The world’s most aggressive tax avoiders and evaders are being slowly tackled by the European Union and dogged journalism
Forget that now. The 2019 Christmas message is a positive one. The losers of the early noughties may be winning at last. Flashy consumerism and conspicuous spending have never quite returned to fashion. On one side, Greta Thunberg is standing with a raised eyebrow and a red bucket for a toilet on a carbon-neutral yacht. On the other are indicators that even the purveyors of obscene wealth and inequality may be shifting towards the light, if only for self-preservation.
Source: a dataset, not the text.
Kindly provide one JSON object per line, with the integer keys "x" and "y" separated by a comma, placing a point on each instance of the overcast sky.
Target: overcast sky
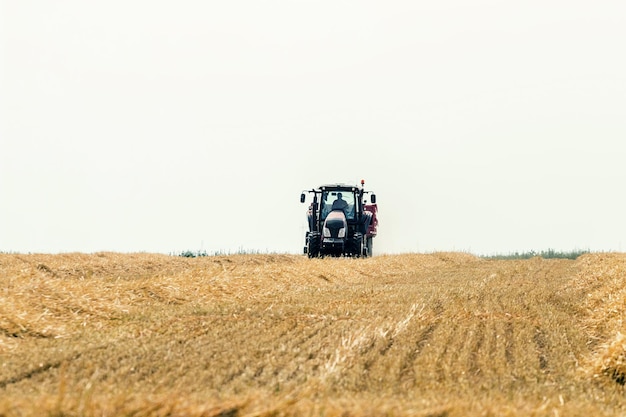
{"x": 163, "y": 126}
In recent weeks, two of Britain’s biggest fund-management bosses have called for a rethink of capitalism and its obsession with GDP growth, the primacy of shareholders and the need for decisive government action on climate change. The Financial Times has devoted a whole cover to the words “Capitalism. Time for Reset”. The world’s most aggressive tax avoiders and evaders are being slowly tackled by the European Union and dogged journalism. There are fewer hiding places. This is progress.
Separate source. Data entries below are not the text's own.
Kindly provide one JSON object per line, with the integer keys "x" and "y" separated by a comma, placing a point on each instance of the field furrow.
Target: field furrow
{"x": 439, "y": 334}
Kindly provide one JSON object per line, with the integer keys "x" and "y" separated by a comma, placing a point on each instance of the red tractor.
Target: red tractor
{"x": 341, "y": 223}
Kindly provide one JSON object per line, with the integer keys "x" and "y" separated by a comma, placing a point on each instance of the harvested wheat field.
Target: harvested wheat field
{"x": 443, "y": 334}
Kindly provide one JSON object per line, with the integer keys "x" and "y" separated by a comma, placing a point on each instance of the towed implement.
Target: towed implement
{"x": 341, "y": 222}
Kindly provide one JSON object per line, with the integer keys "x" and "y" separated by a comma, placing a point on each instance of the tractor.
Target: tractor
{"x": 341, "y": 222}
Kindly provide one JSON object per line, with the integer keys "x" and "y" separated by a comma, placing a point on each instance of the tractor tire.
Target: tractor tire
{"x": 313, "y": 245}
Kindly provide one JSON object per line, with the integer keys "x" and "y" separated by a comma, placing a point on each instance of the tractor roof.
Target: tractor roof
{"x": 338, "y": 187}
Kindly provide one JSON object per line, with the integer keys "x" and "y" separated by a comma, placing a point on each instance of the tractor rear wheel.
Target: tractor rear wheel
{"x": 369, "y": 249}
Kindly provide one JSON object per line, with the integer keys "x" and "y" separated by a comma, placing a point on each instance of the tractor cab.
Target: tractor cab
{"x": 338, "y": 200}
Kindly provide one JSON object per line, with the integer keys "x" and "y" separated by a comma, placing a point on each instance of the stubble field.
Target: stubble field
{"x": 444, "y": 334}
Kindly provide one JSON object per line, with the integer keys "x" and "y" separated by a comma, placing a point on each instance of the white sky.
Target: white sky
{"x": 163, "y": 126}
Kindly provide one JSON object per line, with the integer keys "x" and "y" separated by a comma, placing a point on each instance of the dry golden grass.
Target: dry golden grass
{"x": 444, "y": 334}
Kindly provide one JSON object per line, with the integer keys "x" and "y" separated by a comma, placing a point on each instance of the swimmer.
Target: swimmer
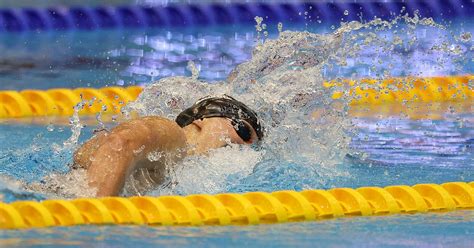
{"x": 110, "y": 157}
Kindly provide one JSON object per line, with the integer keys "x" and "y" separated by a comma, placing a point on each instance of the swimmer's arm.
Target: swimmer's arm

In our own small realm, let’s not forget Johan Thijs, head of KBC Bank Ireland’s parent and number eight in the 2019 CEO 100 in the Harvard Business Review. The scornful public response to his master-of-the-universe schtick to the Central Bank – “Come on, guys, turn the page on all that tracker mortgage stuff” – should ensure that no one tries that trick again for a while.
Ten years on, there is still a lot to fix. But if feels like we’re gaining a foothold. May your Christmas break be a haven of perspective.